Between 4 and 5 we saw wheat fields....lots of wheat fields.

5. One of the most beautiful sights in the United States....Glacier National Park. If you've never been there, put it on your bucket list. I was scared to death of running into a grizzly bear, but we didn't see even one. We did see mountain goats and a badger. It wasn't without incident though. Unbeknownst to us, my niece had been trying to locate me since the day after we left home. The nice $3,000 check from our credit union that I had cashed for the trip? I had signed it for my husband (don't tell me you haven't done it before!) and the credit union had refused to honor it because of the hinky way I signed it! My niece just happened to be in the bank and one of our friends who worked there asked her if she knew how to get hold of me. How in heavens name she ever tracked us down at the campground where we were staying, I have no clue! But Husband got it all straightened out and it was all good. Thank goodness we lived in a small town!

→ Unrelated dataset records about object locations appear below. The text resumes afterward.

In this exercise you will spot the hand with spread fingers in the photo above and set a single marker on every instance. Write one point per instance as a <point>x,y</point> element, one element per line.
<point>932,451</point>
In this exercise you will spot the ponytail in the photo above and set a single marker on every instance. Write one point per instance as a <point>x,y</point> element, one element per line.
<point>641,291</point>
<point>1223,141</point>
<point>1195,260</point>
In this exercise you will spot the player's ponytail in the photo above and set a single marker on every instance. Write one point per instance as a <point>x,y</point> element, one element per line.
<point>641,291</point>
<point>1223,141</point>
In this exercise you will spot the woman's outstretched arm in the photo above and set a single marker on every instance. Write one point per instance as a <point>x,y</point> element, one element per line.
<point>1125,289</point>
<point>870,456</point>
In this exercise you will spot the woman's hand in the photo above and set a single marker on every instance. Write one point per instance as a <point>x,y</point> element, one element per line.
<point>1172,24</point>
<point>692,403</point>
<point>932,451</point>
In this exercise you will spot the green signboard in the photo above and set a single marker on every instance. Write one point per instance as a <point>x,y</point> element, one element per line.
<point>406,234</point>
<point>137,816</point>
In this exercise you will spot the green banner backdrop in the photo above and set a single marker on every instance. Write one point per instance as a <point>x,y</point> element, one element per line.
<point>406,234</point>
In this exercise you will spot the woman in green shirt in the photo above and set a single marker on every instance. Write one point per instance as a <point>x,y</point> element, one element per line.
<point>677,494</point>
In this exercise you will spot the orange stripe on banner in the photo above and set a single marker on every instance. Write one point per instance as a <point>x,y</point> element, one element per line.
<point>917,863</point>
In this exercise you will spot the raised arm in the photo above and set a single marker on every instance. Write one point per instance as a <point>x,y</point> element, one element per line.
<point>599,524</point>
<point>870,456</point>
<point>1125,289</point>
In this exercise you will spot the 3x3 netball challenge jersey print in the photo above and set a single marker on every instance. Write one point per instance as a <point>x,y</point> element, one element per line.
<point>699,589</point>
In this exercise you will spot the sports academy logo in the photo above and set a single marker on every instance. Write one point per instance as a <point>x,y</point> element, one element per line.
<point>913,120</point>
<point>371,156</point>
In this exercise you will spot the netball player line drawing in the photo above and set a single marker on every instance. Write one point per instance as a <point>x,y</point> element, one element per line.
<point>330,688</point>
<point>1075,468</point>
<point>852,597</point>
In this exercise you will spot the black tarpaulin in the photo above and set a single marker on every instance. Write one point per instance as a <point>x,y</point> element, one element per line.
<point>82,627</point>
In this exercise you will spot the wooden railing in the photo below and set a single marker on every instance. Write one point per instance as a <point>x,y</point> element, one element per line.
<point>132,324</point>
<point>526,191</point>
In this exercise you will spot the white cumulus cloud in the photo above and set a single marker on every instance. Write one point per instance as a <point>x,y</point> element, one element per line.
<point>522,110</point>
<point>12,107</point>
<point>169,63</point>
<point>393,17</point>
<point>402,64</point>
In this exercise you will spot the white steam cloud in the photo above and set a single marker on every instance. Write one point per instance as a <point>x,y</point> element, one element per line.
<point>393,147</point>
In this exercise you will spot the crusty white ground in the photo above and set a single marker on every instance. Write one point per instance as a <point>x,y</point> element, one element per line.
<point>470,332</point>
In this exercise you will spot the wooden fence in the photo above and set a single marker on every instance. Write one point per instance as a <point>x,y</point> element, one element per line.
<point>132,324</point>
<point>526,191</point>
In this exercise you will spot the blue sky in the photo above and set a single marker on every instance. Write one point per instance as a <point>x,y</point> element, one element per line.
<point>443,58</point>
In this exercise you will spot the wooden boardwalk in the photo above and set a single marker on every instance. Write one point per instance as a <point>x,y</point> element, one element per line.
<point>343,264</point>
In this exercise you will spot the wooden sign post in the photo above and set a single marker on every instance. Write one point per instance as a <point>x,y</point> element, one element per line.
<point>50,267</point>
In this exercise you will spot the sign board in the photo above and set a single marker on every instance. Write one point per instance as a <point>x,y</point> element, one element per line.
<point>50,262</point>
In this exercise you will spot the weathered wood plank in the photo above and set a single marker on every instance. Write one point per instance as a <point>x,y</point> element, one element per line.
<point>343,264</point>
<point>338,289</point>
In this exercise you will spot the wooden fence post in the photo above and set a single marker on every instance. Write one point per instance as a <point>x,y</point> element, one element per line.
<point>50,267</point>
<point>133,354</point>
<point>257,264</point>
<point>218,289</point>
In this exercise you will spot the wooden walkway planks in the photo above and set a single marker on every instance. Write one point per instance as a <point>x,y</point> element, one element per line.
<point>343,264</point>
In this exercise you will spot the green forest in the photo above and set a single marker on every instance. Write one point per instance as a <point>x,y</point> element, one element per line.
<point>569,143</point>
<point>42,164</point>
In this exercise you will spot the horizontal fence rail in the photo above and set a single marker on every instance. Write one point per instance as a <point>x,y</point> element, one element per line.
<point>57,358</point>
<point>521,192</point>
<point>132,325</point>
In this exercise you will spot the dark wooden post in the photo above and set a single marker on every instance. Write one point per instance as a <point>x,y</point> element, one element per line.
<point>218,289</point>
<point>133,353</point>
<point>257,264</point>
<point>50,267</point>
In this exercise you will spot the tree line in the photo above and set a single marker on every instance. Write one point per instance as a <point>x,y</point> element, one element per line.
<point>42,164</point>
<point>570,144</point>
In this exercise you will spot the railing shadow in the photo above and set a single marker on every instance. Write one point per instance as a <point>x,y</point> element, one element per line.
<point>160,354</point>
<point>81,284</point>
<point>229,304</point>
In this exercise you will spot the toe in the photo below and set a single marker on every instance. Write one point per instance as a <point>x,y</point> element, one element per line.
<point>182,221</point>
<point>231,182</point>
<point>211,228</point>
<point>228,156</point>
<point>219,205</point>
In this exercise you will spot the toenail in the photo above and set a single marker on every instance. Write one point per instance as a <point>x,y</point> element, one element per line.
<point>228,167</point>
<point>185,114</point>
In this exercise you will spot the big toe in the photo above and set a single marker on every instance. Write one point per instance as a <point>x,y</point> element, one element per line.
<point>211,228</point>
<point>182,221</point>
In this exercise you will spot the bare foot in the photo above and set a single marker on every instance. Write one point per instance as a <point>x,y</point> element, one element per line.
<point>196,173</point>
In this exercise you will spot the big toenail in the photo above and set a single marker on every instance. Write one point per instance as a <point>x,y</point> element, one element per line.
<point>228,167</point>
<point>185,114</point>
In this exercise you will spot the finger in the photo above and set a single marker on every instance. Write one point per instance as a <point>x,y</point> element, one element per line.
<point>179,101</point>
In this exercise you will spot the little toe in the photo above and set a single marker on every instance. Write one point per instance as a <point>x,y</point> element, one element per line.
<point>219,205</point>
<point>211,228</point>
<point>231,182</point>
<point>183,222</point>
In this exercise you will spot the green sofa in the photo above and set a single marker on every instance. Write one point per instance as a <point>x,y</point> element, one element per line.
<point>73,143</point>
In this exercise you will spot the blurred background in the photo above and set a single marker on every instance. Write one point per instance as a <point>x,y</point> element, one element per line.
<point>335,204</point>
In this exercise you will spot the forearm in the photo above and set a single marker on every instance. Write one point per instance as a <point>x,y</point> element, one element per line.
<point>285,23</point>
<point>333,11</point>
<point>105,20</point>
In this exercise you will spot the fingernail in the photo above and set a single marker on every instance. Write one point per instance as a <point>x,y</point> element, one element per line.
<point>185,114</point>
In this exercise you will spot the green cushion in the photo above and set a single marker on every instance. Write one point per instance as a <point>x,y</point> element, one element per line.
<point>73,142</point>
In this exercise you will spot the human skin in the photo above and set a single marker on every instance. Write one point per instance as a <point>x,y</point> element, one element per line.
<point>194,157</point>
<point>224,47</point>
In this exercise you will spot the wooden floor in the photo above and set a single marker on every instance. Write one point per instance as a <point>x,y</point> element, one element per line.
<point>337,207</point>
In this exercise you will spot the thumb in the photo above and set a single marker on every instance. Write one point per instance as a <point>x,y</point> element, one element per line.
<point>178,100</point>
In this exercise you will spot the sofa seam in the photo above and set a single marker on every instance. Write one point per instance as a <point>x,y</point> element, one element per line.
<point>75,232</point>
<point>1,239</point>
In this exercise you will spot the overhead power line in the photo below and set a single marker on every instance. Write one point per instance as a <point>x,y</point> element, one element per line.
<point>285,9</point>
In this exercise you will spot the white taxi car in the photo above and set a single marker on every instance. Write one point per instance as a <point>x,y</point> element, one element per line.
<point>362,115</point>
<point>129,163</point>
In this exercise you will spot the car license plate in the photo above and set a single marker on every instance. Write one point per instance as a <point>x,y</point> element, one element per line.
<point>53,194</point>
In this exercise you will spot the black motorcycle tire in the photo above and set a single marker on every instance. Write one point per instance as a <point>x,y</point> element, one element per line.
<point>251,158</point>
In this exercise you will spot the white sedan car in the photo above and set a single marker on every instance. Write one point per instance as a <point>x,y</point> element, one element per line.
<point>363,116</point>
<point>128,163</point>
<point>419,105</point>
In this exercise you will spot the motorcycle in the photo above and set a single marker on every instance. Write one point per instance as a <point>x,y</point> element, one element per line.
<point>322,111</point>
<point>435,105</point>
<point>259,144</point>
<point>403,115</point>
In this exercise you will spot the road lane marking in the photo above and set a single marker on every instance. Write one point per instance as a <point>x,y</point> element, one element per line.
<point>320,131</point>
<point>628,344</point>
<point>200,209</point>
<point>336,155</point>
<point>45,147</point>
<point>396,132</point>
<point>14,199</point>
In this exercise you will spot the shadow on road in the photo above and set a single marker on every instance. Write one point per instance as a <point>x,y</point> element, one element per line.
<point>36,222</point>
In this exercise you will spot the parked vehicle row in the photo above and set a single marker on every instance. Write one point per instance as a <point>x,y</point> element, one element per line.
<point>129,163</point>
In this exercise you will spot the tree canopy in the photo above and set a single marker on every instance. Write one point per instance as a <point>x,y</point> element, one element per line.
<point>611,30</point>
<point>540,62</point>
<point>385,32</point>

6. 1988 was the year of the big burn in Yellowstone National Park, but we enjoyed every moment we spent there even though the air was smoky and near the south entrance you could see the fires burning in the distance. That entrance was closed, so we had to change our plans to see the Grand Tetons.

7. So we headed up to the Battle of Little Bighorn National Historic Site. A more desolate place you will never see unless you're on the moon. It was hotter than Hades and there were signs everywhere warning not to veer from the paths unless you wanted to encounter rattlesnakes. Uhhh, you don't need to tell me twice!

We were fortunate to have a Native American tour guide who gave their side of the story. Why the United States ever wanted control of this godforsaken part of the country is beyond me.

8. Greybull, Wyoming...nice little town...nice private campground. The kids were getting on my nerves while I was trying to cook supper, so I told them to take a little walk. Two hours later, after we frantically had searched the entire town, they ride up to the campsite in a police car! Aimee (the 6-year-old) hopped right out of the squad car and started telling us that "she wanted to go to someone's door and ask how to get back to the campground, but that the boys were being stupid and didn't want to because they were embarassed"! Thank God, the police officer had spotted them after we reported them missing! You have to remember this was 1988 and it was a very small town. We were very trusting then.

9. We camped one night in Rapid City, but there were forest fires there, too, and it was so smoky that it was hard to breathe. So we moved on.

10. Fort Robinson, Nebraska was the last U.S. Cavalry outpost in operation. It was really interesting and at that time you could actually stay in the officer's quarters, but it required reservations. The best part was the rodeo. Normally, there are real cowboys putting on the show, but they were all off fighting forest fires in Montana, Wyoming and South Dakota. So, they turned it into a little kids' rodeo....and I do mean little! Some of the little cowpokes were only 3 or 4 years old! It was soooo cute!

11. Grand Island, Nebraska...our first sight of green grass since we left home (it was a very hot summer). Unfortunately, along with the nice green grass were swarms of mosquitoes! We stayed inside the camper until we left the next day!

12. By day seventeen we were getting a little road weary and the campground we had booked was one of those places where on the weekend all the locals go to camp and drink and play cards and music and drink. I said unh-uh, no way! So off we went to find a hotel and a restaurant. The only time we stayed anywhere but the camper and only the third time we had eaten out in 17 days. I'm a trooper.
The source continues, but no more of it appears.